If n equals 0 we have sin(n*pi) = 0 and an n in the denominator. That's no good!

a_0 = 2/pi based on
1/pi* integral from 0 to 2 of 1

(from the definition of cosine a_0)

Was I correct in my latest post suggesting that I should also look at the 2 <x < 4 part and add/subtract that to the 0 part ?

7. Feb 4, 2016

vela

Staff Emeritus
Remember $a_0$ is the average value of the function, so in this case, you expect $a_0=0$. For a constant function f(x)=1, you would have gotten $a_0=1$.

To answer your question, yes, you have to integrate over the entire cycle.
$$a_n = \frac 2L \int_0^4 f(x)\cos\left(\frac{2\pi n}{L} x\right)\,dx = \frac 2L \int_0^2 f(x)\cos\left(\frac{2\pi n}{L} x\right)\,dx + \frac 2L \int_2^4 f(x)\cos\left(\frac{2\pi n}{L} x\right)\,dx$$ You just need to evaluate the integral piecewise since f(x) is defined piecewise.

8. Feb 4, 2016

RJLiberator

Are you sure that the cosine function takes on the argument of (2*pi*n*x / L) instead of just pi*n*x/L ?

I have not seen that on other websites .

9. Feb 4, 2016

RJLiberator

In the second term, I would think L aka the length, would be equal to 2 and not 4.
If this is true, then we have 0 + 0 and this doesn't make any sense to me.
However, If L = 4 then I am on my way to the solution, but I don't understand why it would equal 4.

10. Feb 4, 2016

vela

Staff Emeritus
I made a mistake. You're right.
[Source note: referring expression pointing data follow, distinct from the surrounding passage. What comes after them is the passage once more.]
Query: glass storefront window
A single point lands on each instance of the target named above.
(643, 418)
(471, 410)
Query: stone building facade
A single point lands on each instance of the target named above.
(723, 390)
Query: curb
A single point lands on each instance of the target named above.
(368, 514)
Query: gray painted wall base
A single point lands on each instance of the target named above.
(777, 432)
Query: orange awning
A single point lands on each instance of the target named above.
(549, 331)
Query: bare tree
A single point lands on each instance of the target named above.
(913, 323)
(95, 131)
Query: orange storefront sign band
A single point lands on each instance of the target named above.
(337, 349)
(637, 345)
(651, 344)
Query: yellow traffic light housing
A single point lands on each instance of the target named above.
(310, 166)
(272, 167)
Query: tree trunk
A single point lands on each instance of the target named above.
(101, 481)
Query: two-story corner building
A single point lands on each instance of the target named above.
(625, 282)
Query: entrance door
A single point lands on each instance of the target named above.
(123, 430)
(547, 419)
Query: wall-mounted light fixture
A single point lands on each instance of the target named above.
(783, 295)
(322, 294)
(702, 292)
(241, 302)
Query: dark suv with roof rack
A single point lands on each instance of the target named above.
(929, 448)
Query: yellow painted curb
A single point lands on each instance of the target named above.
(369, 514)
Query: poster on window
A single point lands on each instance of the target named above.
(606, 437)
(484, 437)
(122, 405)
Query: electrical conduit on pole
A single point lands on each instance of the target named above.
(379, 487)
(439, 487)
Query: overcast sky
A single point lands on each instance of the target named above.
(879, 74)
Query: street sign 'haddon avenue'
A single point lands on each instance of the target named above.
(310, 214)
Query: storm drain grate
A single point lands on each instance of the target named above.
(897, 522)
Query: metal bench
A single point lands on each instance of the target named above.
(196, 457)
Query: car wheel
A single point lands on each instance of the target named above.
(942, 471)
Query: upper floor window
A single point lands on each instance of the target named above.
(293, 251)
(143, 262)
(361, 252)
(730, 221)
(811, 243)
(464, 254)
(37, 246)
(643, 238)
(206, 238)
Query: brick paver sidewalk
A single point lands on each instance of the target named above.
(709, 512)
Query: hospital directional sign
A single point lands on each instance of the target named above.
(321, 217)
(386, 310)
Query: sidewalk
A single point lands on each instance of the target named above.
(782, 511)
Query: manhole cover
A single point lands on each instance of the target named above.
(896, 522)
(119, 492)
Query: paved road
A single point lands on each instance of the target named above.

For the general Fourier series, you're expanding in multiples of the fundamental frequency $\frac{2\pi}{T}$, where $T$ is the period.

Here, the function is defined from 0 to $L$, but you're extending it to an even function defined on $[-L,L]$ so $T=2L$.

11. Feb 4, 2016

RJLiberator

Ah, so L does equal 2 but since we are extending it, 2*2 = 4 and now I can solve it.

:).

12. Feb 4, 2016

vela

Staff Emeritus
No, $L=4$ and $T=8$. Look at the interval the original function is defined on.